Image of Glamour and Illusion from the Marvel Database
Marvel Studios WandaVision photo taken by Fawaz Qashat

When Wanda is walking from the kitchen to the living room to fluff the pillows, a mural can be seen on her left of the Hydra castle in Sokovia. That reference symbolizes the first movie in which Wanda had a role in the MCU as well as the first location she is seen in the opening of the movie. This castle is also where Ultron built his army before attacking the Avengers in Sokovia. Later in this scene, Wanda hears the SWORD helicopter crash outside. The helicopter also has an easter egg, the number 57, which is a direct reference to Avengers #57 (1968) by Roy Thomas and John Buscema, the first appearance of the Vision! As Agatha startles Wanda out of her helicopter confusion, we see Agatha carrying her pet rabbit, Señor Scratchy. The name is a nod to Agatha’s son in the comics, Nicholas Scratch, who is also a magic user like his mother.

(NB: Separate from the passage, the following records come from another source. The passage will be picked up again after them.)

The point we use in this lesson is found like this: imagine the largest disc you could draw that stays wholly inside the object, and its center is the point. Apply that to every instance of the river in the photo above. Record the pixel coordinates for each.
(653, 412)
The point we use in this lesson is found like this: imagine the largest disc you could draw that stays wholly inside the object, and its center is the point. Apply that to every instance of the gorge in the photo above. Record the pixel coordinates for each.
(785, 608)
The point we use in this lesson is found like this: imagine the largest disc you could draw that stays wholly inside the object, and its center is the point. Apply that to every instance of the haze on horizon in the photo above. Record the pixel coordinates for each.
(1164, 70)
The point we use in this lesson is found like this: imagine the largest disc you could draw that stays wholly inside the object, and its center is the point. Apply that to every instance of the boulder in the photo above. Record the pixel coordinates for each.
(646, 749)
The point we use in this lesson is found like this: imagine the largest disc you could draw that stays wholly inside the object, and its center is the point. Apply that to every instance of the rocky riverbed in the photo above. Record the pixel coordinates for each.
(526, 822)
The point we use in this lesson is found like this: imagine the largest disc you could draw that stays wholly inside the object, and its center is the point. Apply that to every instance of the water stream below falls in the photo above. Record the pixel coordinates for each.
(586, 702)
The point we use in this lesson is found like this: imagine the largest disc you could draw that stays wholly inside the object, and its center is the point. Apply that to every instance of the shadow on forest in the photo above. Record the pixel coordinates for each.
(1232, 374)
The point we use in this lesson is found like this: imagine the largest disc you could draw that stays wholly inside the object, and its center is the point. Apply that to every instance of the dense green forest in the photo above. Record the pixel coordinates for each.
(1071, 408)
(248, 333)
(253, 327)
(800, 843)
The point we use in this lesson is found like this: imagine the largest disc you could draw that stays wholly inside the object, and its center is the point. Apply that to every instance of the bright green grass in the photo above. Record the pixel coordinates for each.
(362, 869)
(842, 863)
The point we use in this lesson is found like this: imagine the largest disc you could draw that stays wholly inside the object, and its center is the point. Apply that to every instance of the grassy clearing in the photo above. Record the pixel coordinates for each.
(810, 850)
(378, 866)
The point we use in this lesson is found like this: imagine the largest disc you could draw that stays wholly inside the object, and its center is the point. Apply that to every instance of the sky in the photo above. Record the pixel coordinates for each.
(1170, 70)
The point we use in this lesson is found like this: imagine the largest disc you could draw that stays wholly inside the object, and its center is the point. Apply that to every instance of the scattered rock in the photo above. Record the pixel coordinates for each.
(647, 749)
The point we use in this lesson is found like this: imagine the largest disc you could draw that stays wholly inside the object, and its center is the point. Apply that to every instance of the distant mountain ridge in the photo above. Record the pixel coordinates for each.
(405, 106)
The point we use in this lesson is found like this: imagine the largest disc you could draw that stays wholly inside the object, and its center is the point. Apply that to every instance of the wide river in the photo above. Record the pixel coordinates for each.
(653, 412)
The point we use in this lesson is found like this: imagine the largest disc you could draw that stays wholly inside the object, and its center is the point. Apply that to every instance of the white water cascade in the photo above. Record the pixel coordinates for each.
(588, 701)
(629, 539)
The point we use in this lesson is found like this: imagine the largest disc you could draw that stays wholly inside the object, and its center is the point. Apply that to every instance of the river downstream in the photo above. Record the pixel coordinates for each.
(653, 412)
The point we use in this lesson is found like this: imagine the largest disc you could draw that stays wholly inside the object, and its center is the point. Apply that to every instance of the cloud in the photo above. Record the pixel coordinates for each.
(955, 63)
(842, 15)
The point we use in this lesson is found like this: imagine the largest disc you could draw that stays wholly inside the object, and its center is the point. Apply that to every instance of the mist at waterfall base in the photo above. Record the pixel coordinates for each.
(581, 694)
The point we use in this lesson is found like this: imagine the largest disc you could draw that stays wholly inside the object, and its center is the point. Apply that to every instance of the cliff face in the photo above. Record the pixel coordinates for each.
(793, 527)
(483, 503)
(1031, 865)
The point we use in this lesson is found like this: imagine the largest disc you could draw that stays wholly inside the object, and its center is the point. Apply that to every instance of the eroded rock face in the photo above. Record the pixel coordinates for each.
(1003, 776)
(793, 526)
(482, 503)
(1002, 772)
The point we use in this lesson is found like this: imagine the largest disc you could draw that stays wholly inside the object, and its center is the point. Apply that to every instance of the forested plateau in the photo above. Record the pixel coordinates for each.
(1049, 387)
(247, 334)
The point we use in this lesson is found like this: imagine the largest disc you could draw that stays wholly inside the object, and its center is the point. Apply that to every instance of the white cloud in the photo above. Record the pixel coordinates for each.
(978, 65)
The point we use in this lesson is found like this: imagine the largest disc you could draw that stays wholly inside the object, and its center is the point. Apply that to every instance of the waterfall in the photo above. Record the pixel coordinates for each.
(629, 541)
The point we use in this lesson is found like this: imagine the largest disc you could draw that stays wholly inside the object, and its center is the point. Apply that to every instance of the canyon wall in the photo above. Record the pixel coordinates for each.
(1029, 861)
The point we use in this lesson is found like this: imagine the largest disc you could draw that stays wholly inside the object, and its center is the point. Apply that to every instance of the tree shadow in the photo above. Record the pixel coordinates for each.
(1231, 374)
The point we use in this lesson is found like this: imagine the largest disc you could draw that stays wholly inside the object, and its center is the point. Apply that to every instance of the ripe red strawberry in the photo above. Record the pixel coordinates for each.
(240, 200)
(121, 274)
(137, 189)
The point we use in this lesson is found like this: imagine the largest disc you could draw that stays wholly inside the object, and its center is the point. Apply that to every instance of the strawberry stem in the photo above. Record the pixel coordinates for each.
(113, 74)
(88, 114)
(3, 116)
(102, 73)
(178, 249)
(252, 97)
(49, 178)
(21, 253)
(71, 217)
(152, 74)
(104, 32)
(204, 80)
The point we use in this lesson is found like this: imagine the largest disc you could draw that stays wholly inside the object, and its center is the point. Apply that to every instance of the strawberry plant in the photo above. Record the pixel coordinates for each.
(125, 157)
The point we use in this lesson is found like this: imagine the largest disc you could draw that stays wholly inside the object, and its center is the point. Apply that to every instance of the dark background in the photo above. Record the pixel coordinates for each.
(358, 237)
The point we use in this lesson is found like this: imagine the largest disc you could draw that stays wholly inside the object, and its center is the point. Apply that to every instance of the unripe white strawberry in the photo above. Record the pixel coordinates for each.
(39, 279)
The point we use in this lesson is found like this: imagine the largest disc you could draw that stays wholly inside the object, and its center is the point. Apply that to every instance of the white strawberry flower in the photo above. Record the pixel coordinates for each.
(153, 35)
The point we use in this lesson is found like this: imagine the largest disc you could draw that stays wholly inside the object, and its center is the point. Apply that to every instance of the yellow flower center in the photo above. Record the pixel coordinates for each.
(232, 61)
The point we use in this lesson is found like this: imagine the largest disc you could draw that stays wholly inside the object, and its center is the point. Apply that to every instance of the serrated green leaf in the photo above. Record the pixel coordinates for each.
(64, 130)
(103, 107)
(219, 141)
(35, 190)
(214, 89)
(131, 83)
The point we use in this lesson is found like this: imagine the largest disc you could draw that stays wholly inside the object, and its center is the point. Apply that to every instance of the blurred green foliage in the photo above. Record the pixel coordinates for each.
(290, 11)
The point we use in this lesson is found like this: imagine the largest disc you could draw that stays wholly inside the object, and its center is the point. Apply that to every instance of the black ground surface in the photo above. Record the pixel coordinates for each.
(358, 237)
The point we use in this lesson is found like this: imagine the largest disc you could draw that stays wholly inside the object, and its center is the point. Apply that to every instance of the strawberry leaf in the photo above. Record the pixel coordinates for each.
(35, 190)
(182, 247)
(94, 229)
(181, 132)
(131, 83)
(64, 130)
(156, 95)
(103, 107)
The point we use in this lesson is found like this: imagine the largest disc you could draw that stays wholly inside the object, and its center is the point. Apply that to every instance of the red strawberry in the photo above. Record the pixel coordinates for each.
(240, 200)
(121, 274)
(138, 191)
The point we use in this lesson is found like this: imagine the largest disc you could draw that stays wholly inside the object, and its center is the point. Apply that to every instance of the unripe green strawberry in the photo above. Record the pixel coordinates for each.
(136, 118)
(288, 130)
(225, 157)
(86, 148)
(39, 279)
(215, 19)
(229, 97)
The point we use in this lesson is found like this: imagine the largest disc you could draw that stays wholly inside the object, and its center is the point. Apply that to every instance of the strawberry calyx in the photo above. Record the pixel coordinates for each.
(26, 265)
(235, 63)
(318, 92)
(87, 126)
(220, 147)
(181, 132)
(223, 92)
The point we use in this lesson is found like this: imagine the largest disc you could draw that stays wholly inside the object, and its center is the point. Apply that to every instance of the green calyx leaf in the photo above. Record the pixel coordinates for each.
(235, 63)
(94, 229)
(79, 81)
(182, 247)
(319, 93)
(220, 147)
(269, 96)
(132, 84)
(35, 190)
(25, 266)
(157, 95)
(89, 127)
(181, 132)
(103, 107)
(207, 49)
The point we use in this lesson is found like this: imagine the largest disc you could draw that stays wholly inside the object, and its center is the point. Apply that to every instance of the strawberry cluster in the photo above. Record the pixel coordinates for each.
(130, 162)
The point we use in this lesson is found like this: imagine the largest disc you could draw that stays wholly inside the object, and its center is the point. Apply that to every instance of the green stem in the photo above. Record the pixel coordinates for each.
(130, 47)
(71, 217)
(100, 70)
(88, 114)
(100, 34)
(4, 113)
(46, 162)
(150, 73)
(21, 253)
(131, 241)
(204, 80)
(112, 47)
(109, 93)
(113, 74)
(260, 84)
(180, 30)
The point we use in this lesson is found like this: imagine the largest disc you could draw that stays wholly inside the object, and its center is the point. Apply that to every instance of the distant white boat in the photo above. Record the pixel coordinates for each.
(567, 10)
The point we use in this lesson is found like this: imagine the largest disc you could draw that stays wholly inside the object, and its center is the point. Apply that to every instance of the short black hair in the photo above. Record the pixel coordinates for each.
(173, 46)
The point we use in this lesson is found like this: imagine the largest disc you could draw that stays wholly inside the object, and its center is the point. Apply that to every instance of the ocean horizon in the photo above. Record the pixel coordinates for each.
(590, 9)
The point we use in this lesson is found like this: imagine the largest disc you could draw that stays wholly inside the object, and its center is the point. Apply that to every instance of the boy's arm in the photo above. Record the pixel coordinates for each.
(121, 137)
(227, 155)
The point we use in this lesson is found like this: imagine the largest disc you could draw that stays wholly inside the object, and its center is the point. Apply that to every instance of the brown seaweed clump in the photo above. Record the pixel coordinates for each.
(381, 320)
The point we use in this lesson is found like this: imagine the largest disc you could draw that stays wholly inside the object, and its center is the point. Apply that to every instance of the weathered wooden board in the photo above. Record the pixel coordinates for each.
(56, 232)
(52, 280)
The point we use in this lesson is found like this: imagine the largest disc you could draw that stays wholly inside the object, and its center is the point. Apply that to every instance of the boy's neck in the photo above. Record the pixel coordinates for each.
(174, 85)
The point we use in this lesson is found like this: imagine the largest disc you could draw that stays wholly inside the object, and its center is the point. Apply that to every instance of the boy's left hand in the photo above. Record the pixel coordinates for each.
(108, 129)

Marvel Studios WandaVision photo taken by Fawaz Qashat
Avengers #57 (1963) by Roy Thomas
Image of Nicholas Scratch from the Appendix to the Handbook of the Marvel Universe online.

The commercial for this episode is for the Strücker Watch. This references the person who gave Wanda and Pitero their abilities in the MCU by conducting the mind stone experiments on the twins. Furthermore, it symbolizes Maximoff’s brief time working for Hydra to get revenge on Tony Stark.

At the very end of the episode we see Wanda saying, “No” to reverse the tape and get rid of the Beekeeper (a.k.a. Agent Franklin). This line is a nod to House of M #7 (2005) by Brian Michael Bendis where Wanda says “No more mutants” to get rid of 90 percent of the mutant population.

The theme of this episode and most of the show is Wanda and Vision trying to fit into their neighborhood and be seen as normal. This is a prevalent theme in the comic series Vision and the Scarlet Witch (1985) by Steve Englehart as well as The Vision (2015) by Tom King. It brings in a new adaptation of an existing struggle within these characters which shows that even though the days and years progress, some struggles are persistent.